Here’s some good news: the Mets didn’t lose Michael Conforto [1] in the middle of a playoff hunt. Man, that would hurt. Hurt like Conforto’s left shoulder appeared to when he dislocated it after swinging and missing [2] against Arizona starter Robbie Ray in the fifth inning at Citi Field on Thursday. Conforto went down on the ground in agony. The Mets were in the process of going down to the Diamondbacks [3] for the sixth time in seven games this year, though that took an emotional back seat to losing our only 2017 All-Star, one of our building blocks for 2018 and beyond.

Because these Mets never entered the playoff hunt, the loss of Conforto hurts only on a few levels, none of them intensely competitive. Hurts because he’s Conforto, mostly. Because he’s a Met, naturally. And because he’s a human being. By the by, Ray is a human being who was hit in the head by a batted ball in July, yet he returned to tame the eminently tamable Mets just weeks later. It’s a result we can’t applaud too heartily out of brand loyalty, but we should feel good about the essentials. Ray’s success at our expense is a reminder that talented players can overcome episodes that look painful to us and feel painful to them. Different injuries, but at least one positive resolution is in the books.
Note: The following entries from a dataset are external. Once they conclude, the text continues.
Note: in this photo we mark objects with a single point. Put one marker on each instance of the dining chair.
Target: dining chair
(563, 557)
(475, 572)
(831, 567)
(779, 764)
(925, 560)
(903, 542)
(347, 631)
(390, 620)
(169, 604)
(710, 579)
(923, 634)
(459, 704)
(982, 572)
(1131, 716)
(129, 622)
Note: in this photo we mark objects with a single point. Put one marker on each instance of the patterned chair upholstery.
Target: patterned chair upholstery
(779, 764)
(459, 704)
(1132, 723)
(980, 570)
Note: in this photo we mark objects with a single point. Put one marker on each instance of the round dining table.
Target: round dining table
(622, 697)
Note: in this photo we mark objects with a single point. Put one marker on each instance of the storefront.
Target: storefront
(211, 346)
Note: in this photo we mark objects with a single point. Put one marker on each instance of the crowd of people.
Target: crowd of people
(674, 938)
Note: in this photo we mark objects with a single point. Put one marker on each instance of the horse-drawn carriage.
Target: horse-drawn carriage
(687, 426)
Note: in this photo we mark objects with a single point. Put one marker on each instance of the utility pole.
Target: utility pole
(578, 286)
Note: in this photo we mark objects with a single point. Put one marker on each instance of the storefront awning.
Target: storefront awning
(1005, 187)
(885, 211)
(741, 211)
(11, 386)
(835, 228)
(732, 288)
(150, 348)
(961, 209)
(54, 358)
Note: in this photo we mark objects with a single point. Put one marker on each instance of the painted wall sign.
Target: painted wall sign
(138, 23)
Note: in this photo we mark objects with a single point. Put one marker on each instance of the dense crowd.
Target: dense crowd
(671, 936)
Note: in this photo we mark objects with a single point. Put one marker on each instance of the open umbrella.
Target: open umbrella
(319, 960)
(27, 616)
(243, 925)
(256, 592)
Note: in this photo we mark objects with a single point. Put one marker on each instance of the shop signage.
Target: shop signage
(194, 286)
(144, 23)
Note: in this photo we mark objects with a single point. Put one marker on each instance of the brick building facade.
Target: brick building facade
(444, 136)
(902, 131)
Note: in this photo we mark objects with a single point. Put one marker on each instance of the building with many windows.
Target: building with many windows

Every Met, with a couple of exceptions, has been injured at some point this season [4], so reflexively our empathy for Conforto was shared with our sorrow for ourselves. “We can’t have nice things” is the trite phrase I read repeatedly after Michael left the game. Cripes, we can have nice things. We just need more of them and better methods for protecting them from calamity, though I’m not sure how you preemptively guard against a dislocated shoulder to your best hitter. Conforto had been to bat nearly a thousand times in the majors since 2015 and hadn’t dislocated his left shoulder once while wearing a Mets uniform. Sometimes weird stuff happens.

Ofttimes weird stuff happens to the Mets, admittedly. But we already knew that.

UPDATE: An MRI revealed a tear in the posterior capsule in Conforto’s left shoulder [5], an issue to add to the dislocation. So, yes, it can always be worse.